Не слышится больше погоняющее:
— Скорей! Скорей!! Скорей!!!
И так придем во-время…
Головы поникли, но руки сжаты в кулаки.
Горе тому, на кого этот кулак опустится!
По бульвару бродят только отдельные мелкие группы. Окрестные улицы полны таких групп. Люди расходятся по домам.
Зажигаются дуговые фонари. Небо освещают военные прожекторы. Кое-где в разбитых окнах опустошенных магазинов одиноко светятся уцелевшие электрические лампочки, словно золотые зубы во рту покойника.
Около шести часов начинает накрапывать дождь.
— Пора восвояси.
По домам!
Теперь на сцену выходит полиция.
К полудню полицейские исчезли, точно их поглотила земля. Теперь они вынырнули, словно земля их выплюнула.
На проспекте Кертнера они разъезжаются на лошадях по тротуарам. На площади Шварценберга наскакивают — сабли наголо — на прогуливающихся у казино и памятника (от которого площадь и получила свое название), преграждая путь тем, кто остался в казино. Демонстранты пытаются помочь товарищам, попавшим в ловушку. Они пробуют в свою очередь отрезать путь полицейским. Но те не шутят. Расчищают себе дорогу саблями.
Какая-то работница со стоном валится на землю. Ленке наклоняется, чтобы поднять ее. Удар сабли оглушает Ленке. Она шатается, но не падает. Она выпрямляется и с диким криком бросается на полицейского. Ногтями она впивается в его лицо. Полицейский зовет на помощь. Его коллега уже заносит саблю. Вдруг сильный удар в живот сбивает его с ног, — Готтесман опередил его.
— Сюда! Сюда, товарищи! — кричит Шмидт, направо, налево раздавая удары тяжелой резной ножкой стула.

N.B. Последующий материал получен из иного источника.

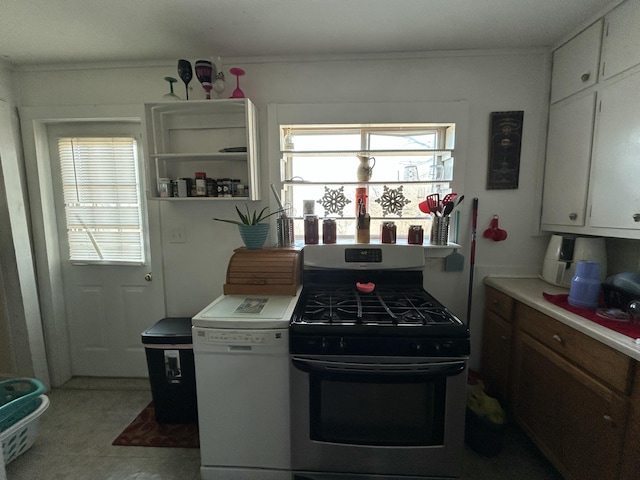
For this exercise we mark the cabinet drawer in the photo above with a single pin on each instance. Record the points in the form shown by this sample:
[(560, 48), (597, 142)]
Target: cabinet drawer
[(605, 363), (577, 421), (499, 302)]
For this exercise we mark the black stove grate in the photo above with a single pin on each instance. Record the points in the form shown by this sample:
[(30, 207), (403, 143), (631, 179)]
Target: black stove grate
[(383, 306)]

Полицейские отступают под напором рабочих.
— Сюда, товарищи! Сюда! Бейте их!..
Ножка стула выпадает из рук. Сваливается шляпа. Кровь заливает лицо.
Петр подхватывает товарища.
Из окна второго этажа казино на головы полицейских летит фаянсовая посуда.
— Я думала, мы до Берлина не остановимся, — говорит Ленке.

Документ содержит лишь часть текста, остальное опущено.